6. For the Appellant Ms Poynor said that the Judge had applied the correct test. The issue of ties and their nature was very clearly in the Judge's mind. He found the Appellant's evidence credible and he found that she had no ties to Jamaica. The authority put forward in the grounds of appeal, Balogun v UK 60286/09 [2012] ECHR was a deportation case concerning a person who had spent just 4 years in the United Kingdom and involved very different circumstances to those pertaining here. In Balogun the Court had not found the Appellant to be credible. Dealing with section 117B any error of law was not material. If the Judge had considered section 117B it would have made no difference to the decision. The Appellant speaks English, she is financially independent, her relationship with her partner was established when she was lawfully present in the United Kingdom and her immigration status was not precarious when her private life was established.

7. I reserved my decision but indicated that I did not require Ms Poynor to address me on remaking the decision were I to find an error of law.


Error of law

8. In my judgement the First-tier Tribunal made no material error of law. The primary issue before the First-tier Tribunal was whether the Appellant had ties to Jamaica within the meaning of paragraph 276ADE. This is clear from the decision of Upper Tribunal Judge King remitting the matter back for hearing to the First-tier Tribunal (paragraphs 21 and 22). First-tier Tribunal Judge Traynor notes this at paragraph 7 of his determination.

9. The First-tier Tribunal determination shows that Judge Traynor very carefully heard evidence directed to the issue of ties (paragraphs 19-40). In making his findings Judge Traynor very clearly had the issue of ties in mind and in this respect refers to Ogundimu no less than four times. The findings cover paragraphs 41 to 53 and it is abundantly clear from reading these paragraphs that the Judge went to great lengths to consider the Appellant's evidence and circumstances against the Ogundimu criteria. The authority put forward by Mr Tufan simply repeats these criteria. The Judge makes clear and reasoned findings. He finds the Appellant's evidence to be credible.
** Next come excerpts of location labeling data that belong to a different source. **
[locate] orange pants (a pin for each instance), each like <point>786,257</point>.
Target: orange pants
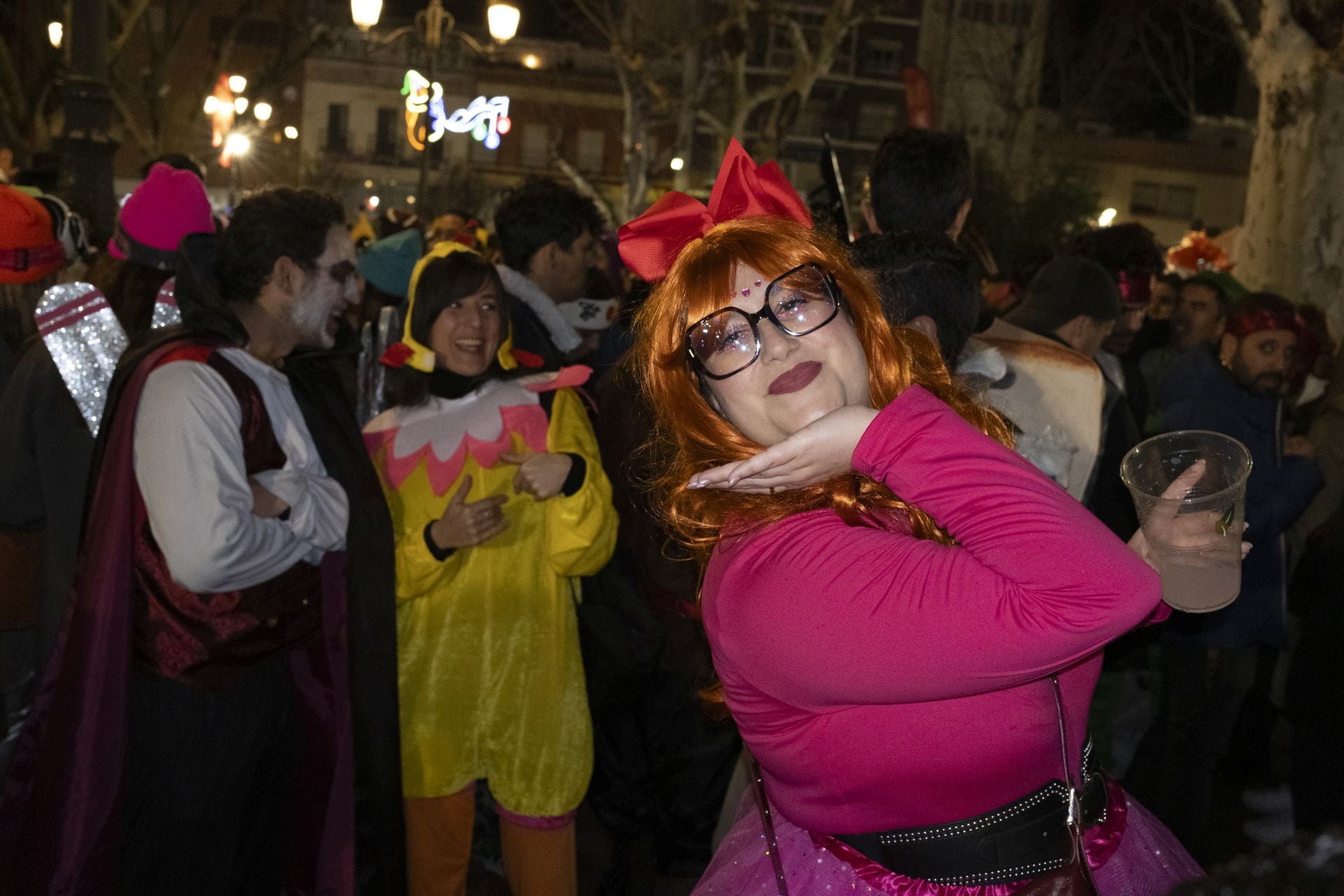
<point>438,846</point>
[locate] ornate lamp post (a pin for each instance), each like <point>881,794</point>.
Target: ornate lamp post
<point>435,22</point>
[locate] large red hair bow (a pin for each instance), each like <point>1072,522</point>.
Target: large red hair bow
<point>651,244</point>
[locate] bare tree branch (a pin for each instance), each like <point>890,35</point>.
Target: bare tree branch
<point>1237,23</point>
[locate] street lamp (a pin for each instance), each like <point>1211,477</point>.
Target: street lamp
<point>503,19</point>
<point>237,146</point>
<point>366,13</point>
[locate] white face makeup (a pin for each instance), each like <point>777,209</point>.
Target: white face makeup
<point>796,379</point>
<point>328,290</point>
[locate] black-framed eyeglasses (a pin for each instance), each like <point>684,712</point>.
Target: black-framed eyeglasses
<point>800,301</point>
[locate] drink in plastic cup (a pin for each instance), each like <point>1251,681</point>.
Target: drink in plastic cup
<point>1194,528</point>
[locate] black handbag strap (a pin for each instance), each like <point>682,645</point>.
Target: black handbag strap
<point>772,844</point>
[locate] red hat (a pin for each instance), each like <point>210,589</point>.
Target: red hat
<point>167,206</point>
<point>651,244</point>
<point>29,246</point>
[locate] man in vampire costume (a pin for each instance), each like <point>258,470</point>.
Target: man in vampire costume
<point>219,715</point>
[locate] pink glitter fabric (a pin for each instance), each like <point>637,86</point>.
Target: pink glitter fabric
<point>1130,853</point>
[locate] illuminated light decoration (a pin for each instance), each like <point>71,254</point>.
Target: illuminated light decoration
<point>482,120</point>
<point>422,99</point>
<point>220,112</point>
<point>234,147</point>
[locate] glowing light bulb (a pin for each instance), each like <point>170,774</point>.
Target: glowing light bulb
<point>237,146</point>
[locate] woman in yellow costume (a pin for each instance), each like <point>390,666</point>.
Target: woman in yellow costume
<point>499,501</point>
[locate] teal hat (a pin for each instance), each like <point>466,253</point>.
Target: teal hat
<point>387,264</point>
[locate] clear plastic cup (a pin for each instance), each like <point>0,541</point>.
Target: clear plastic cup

He finds significantly that "there is no likelihood of the Appellant's mother welcoming her back".

10. There is nothing irrational in these findings. The substance of the Respondent's grounds of appeal to the Upper Tribunal is no more than a disagreement with these finding. In my judgment these are finding of fact that were properly open to the Judge and which are based on clear and detailed reasoning. There is no error of law.


11. Turning to section 117B there is no doubt that the Judge, hearing the case on 31 July 2014, should have taken this into account if he was considering whether the Respondent's decision made under the Immigration Acts breached the Appellant's right to respect for private and family life under Article 8 ECHR (section 117A(1)). In the first place having allowed the appeal under the terms of the Immigration Rules the Judge did not go on to consider Article 8 separately (see paragraph 54). Further and in any event, and as correctly submitted by Ms Poynor, all public interest questions specified in section 117B would have worked in the Appellant's favour so even if section 117B had been considered it could not have made a material difference to the Judge's decision.

12. There is no error of law material to the decision to allow the appeal and the Respondent's appeal is therefore dismissed.


Summary

13. The decision of the First-tier Tribunal did not involve the making of a material error of law.